= S. F. C. Milsom =

English legal historian (1923-2016)

Stroud Francis Charles Milsom (2 May 1923 – 24 February 2016) was an English legal historian, best known for his challenge to aspects of the works of F. W. Maitland. He was Professor of Law at the University of Cambridge from 1976 to 1990 and Fellow of St John's College, Cambridge from 1976 until his death. He was President of the Selden Society from 1985 to 1988.

== Biography ==
Milsom was born in Merton, Surrey, in 1923. He was educated at Charterhouse and Trinity College, Cambridge, where he read Law.

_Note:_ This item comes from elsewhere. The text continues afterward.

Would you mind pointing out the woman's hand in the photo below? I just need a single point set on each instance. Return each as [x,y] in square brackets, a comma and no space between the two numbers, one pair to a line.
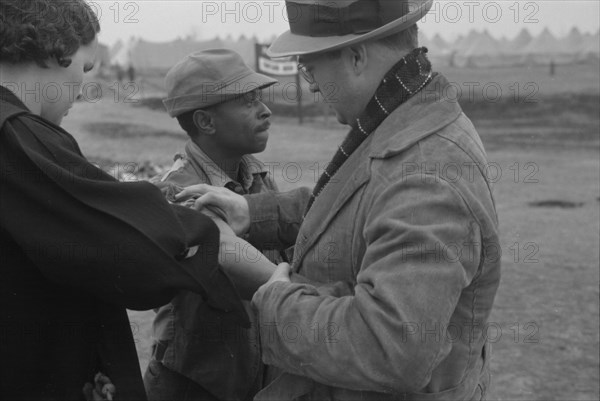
[231,207]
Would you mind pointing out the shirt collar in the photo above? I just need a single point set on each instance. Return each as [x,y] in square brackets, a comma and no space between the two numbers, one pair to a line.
[250,167]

Between 1944 and 1945 Milsom worked for Naval Intelligence. He was called to the bar by Lincoln's Inn in 1947, but never practiced. The same year, he received a Commonwealth Fund Fellowship to the University of Pennsylvania Law School. Milsom was a fellow of New College, Oxford, from 1956 to 1964, when he completed for publication Novae Narrationes, the Selden Society's volume for 1963, later cited in his book Historical Foundations of the Common Law.

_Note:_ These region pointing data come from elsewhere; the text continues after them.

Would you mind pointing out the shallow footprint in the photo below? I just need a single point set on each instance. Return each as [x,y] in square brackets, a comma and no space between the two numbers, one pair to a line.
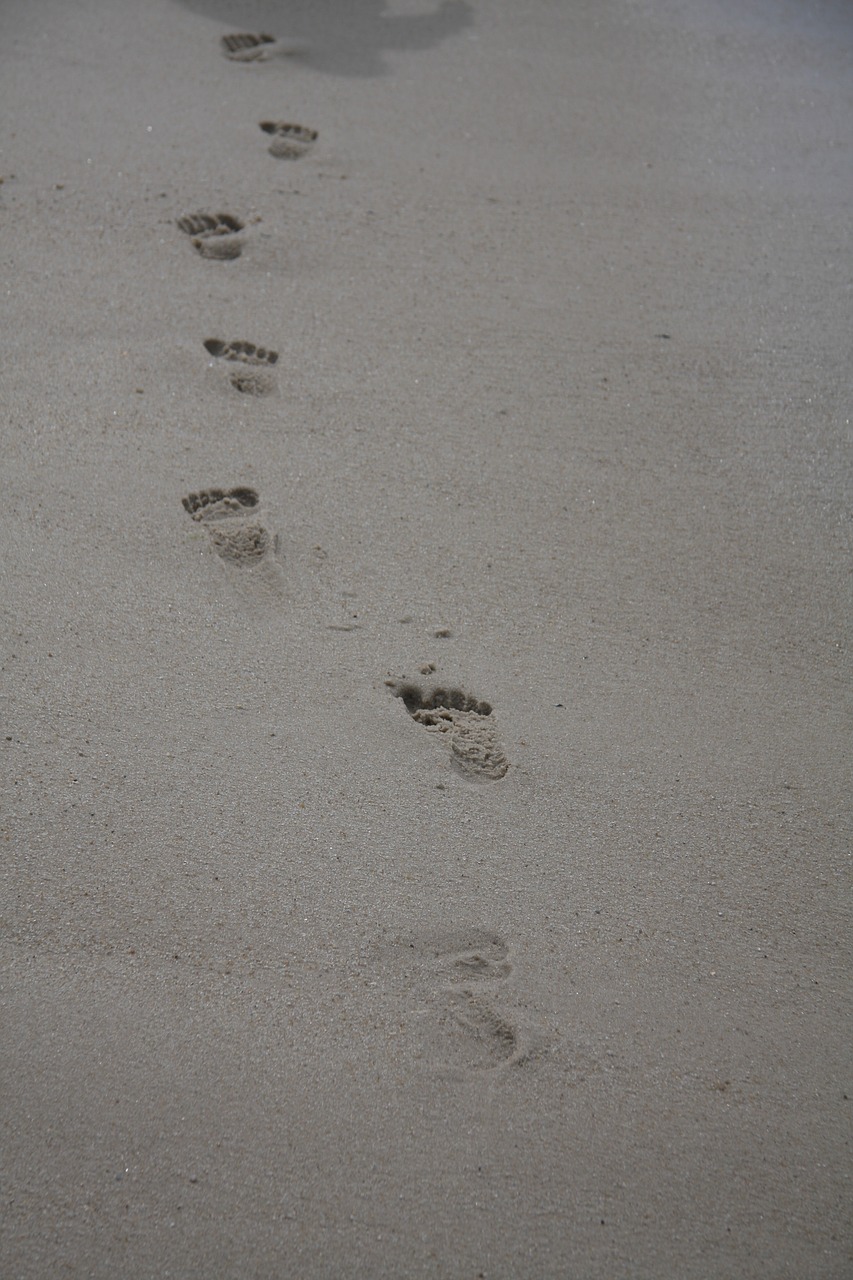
[251,376]
[475,748]
[241,538]
[247,48]
[290,141]
[475,1037]
[214,234]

Milsom was Professor of Legal History at the London School of Economics between 1964 and 1976, succeeding to Theodore Plucknett, and he succeeded Plucknett as Literary Director of the Selden Society, 1965-1980. The first edition of his seminal Historical Foundations of the Common Law was published in 1969. During those years, he also taught occasionally as a visiting professor at Yale Law School. Subsequently, Milsom was the society's President from 1985 to 1988, succeeding to Geoffrey Elton. From 1976 to 1990 he was Professor of Law at the University of Cambridge. In 1980, he delivered the Selden Society's lecture, on The Nature of Blackstone's Achievement, and the British Academy's Master-Mind Lecture, on F. W. Maitland. In 1984, he was elected to the American Philosophical Society. In 1986 he delivered the Ford Lectures (Oxford) on Law and Society in the 12th and 13th centuries.

Milson won the Ames Prize in 1972 and the Swiney Prize in 1974. He received honorary LLDs from Cambridge, Chicago, and Glasgow universities.